O presidente brasileiro que fez a transição do regime militar para a democracia, se hoje estivesse vivo, certamente não botaria a cara para fora de casa. Pior ainda, talvez tivesse uma complicação cardíaca. Abateria sobre ele algo que seu garoto protegido jamais sentiu: vergonha. Tancredo era daquele tempo que os homens sentiam vergonha, vergonha alheia inclusive, e que se penitenciavam caso a família pisasse em falso.

O avô Tancredo era um homem bom, e como todo homem bom, às vezes tenta fazer com que os mais jovens, da família, não passem por dificuldades. Protegeu o neto, utilizou-o como motorista, colocou-o na política e também em posições que permitiram que este, jovem demais, já ocupasse cargos imerecidos. Deu asas para que Aécio se tornasse alguém acostumado à vida fácil e a uma moral frouxa, para não dizer coisa pior. Uma vez sem o avô, Aécio perdeu o rumo e foi seguindo na política brasileira nadando de acordo com as ondas que muitos outros seguiram.

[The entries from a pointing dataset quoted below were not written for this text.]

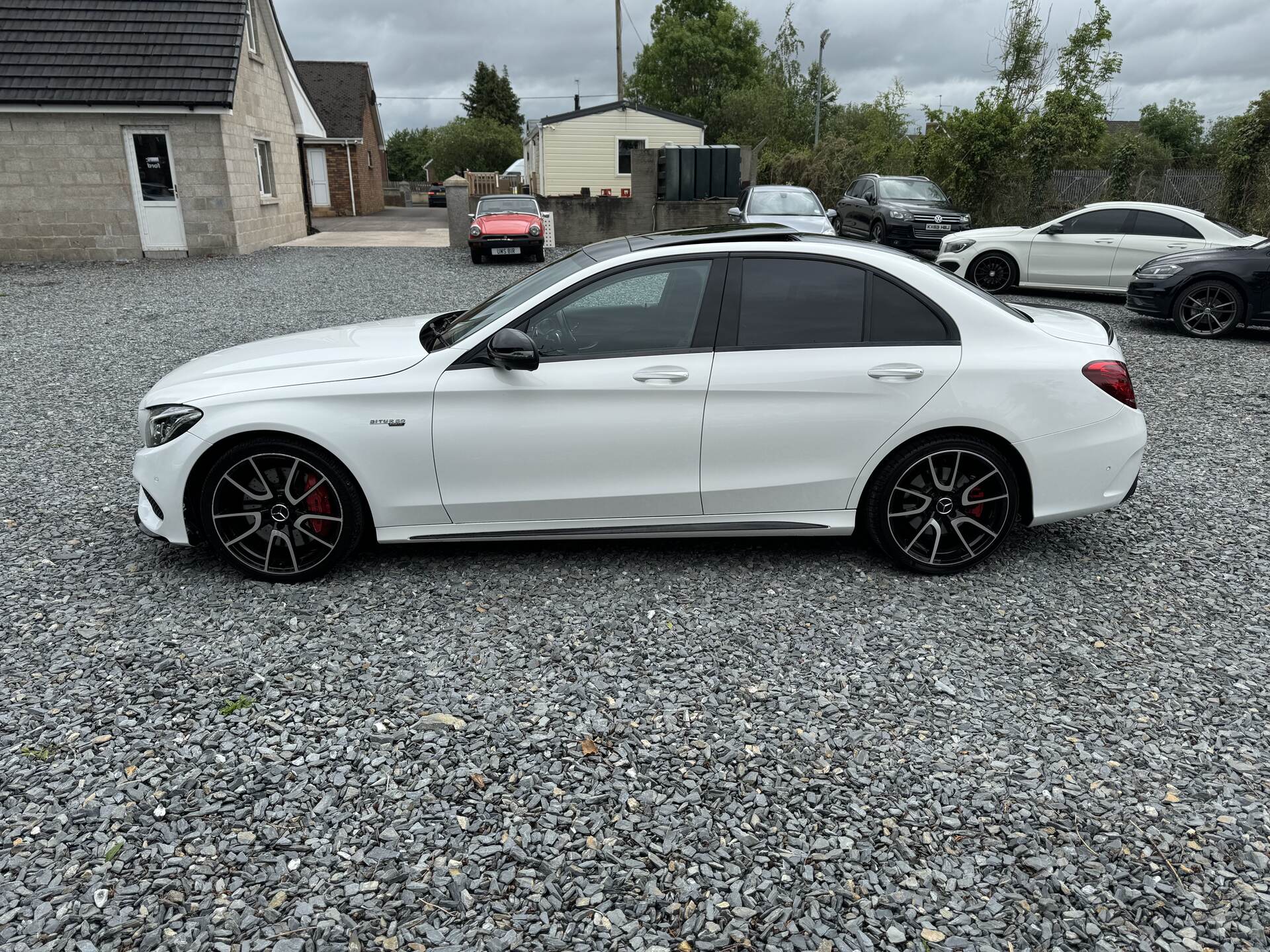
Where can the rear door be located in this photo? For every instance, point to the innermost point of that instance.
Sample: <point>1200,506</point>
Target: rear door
<point>1082,254</point>
<point>609,426</point>
<point>1150,235</point>
<point>818,364</point>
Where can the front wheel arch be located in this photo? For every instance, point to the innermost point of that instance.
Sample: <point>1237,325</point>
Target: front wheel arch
<point>1000,444</point>
<point>214,451</point>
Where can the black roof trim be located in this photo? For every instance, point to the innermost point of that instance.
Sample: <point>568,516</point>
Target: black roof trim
<point>620,104</point>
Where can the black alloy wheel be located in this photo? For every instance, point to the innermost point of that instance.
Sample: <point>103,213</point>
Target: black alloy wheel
<point>281,510</point>
<point>1210,309</point>
<point>992,273</point>
<point>943,506</point>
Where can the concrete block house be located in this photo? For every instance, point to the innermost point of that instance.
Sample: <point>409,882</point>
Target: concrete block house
<point>135,128</point>
<point>349,168</point>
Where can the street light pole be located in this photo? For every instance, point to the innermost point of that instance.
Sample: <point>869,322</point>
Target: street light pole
<point>820,77</point>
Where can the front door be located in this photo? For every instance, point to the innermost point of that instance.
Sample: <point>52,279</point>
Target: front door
<point>808,382</point>
<point>609,426</point>
<point>1082,254</point>
<point>319,190</point>
<point>154,190</point>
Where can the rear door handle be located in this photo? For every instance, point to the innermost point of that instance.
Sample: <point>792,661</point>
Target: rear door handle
<point>661,375</point>
<point>896,371</point>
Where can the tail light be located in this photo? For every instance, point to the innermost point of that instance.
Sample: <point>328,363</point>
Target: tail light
<point>1111,377</point>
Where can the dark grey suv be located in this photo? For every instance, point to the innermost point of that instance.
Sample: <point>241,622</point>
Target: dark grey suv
<point>905,211</point>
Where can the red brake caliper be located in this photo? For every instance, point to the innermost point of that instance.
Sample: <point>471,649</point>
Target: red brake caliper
<point>318,502</point>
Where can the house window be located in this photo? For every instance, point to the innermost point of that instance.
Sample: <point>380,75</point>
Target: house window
<point>265,168</point>
<point>624,154</point>
<point>251,28</point>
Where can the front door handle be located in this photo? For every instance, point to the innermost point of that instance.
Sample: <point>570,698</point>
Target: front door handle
<point>661,375</point>
<point>896,371</point>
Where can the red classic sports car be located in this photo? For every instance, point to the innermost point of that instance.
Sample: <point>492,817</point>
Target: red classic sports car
<point>506,225</point>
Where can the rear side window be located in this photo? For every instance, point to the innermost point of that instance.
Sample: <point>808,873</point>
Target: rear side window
<point>790,302</point>
<point>1105,221</point>
<point>897,317</point>
<point>1164,226</point>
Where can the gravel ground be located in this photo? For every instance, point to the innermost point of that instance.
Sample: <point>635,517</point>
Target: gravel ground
<point>646,746</point>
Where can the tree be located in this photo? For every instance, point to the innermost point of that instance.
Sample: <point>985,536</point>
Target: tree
<point>1177,126</point>
<point>408,150</point>
<point>491,97</point>
<point>480,145</point>
<point>700,51</point>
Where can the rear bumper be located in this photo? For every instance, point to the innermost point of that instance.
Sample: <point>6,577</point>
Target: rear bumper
<point>1085,470</point>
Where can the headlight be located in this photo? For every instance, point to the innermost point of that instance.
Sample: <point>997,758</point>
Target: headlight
<point>167,423</point>
<point>1158,270</point>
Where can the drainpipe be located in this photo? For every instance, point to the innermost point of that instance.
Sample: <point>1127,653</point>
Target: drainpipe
<point>352,194</point>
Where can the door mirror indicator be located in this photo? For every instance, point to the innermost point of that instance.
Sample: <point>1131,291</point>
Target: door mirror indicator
<point>513,350</point>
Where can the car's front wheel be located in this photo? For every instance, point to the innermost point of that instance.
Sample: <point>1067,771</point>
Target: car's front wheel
<point>280,509</point>
<point>943,506</point>
<point>1210,309</point>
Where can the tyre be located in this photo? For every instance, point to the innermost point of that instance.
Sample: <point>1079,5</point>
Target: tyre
<point>1208,309</point>
<point>994,272</point>
<point>281,510</point>
<point>943,504</point>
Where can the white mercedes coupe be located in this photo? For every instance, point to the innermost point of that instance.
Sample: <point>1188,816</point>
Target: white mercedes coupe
<point>734,381</point>
<point>1095,248</point>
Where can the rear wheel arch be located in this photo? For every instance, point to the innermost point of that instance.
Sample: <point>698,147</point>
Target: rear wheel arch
<point>215,451</point>
<point>997,442</point>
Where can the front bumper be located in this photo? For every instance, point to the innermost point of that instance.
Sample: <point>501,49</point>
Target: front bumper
<point>1150,298</point>
<point>1085,470</point>
<point>163,474</point>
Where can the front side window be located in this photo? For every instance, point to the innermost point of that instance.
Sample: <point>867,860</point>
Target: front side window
<point>1104,221</point>
<point>644,310</point>
<point>793,302</point>
<point>251,28</point>
<point>785,204</point>
<point>265,168</point>
<point>897,317</point>
<point>624,154</point>
<point>1164,226</point>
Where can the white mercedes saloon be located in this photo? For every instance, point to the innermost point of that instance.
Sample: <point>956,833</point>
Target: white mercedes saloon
<point>1095,248</point>
<point>734,381</point>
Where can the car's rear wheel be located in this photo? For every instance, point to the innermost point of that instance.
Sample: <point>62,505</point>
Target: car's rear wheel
<point>943,506</point>
<point>992,272</point>
<point>280,509</point>
<point>1209,309</point>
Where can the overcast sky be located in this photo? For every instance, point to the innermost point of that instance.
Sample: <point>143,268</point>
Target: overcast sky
<point>1209,51</point>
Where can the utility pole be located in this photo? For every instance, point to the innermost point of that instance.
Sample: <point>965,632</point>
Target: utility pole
<point>618,9</point>
<point>820,79</point>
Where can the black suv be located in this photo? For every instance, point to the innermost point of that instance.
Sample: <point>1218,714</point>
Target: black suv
<point>906,211</point>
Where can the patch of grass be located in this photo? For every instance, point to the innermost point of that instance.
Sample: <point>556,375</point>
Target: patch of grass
<point>234,706</point>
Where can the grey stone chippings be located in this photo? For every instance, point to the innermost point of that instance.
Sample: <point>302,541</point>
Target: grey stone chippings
<point>663,746</point>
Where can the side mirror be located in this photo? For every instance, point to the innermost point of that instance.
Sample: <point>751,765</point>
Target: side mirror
<point>513,350</point>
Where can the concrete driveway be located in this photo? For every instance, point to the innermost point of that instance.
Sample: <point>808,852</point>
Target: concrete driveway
<point>417,226</point>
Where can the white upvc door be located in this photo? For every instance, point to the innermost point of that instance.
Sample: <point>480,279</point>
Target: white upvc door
<point>603,438</point>
<point>153,175</point>
<point>790,430</point>
<point>319,187</point>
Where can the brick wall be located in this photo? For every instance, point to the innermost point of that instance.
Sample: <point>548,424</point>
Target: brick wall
<point>65,192</point>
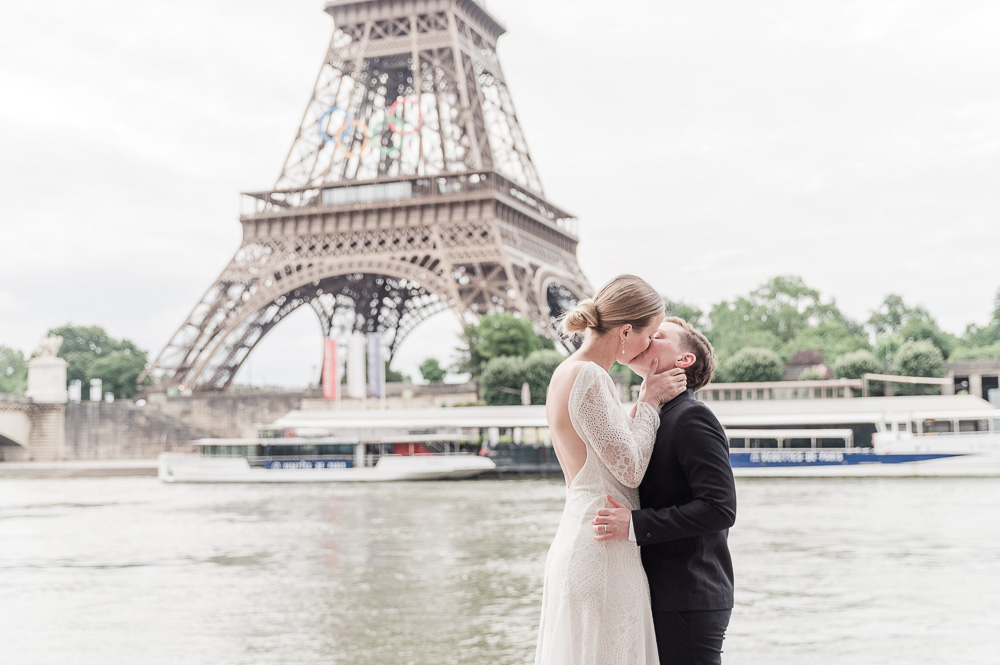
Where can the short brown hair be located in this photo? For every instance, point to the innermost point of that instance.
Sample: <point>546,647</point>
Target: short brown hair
<point>700,373</point>
<point>626,299</point>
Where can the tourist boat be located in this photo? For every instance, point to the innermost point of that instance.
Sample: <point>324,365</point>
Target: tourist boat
<point>875,436</point>
<point>842,437</point>
<point>317,447</point>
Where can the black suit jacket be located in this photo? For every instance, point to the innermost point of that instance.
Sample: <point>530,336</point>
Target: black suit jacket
<point>688,503</point>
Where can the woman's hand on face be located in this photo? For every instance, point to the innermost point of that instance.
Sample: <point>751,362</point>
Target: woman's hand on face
<point>659,388</point>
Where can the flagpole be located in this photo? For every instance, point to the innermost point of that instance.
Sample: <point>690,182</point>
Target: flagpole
<point>381,374</point>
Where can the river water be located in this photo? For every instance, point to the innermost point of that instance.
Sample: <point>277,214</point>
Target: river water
<point>108,571</point>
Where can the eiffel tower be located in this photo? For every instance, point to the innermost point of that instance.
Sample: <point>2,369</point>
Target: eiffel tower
<point>408,190</point>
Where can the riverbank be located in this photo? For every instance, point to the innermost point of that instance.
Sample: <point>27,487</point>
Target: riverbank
<point>78,469</point>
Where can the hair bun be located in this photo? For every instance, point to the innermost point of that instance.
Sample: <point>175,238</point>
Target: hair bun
<point>583,316</point>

Essas ondas o fizeram protagonista da maior mancha na história da família, e também de seu próprio partido, o PSDB. Sua irmã está presa. Seu primo está preso. A família está dividida. Aécio foi suspenso do cargo de Senador e, talvez pior, mostrou-se mesquinho e perigoso para a sua própria família, ao dizer que poderia eliminar (falou metaforicamente?) o seu ajudante, seu primo, caso esse acabasse em situação de delação da prática criminal dos Neves atuais.

Aécio nunca escreveu bons artigos. Foi um governador medíocre. Foi um senador vagabundo. Aécio não fez uma boa campanha presidencial. Aécio nunca foi um grande presidente de partido. Finalmente, Aécio jogou esterco no túmulo de Tancredo. Aécio petezou de vez. Como podemos ver agora, em 2014 nossas opções de segundo turno não eram salutares. Entre a louca e o playboy, escolher era dar um tiro no coração do país. Eu, que não votava desde 1989, continuei apenas justificando o voto. Felizmente, ao menos para a minha consciência.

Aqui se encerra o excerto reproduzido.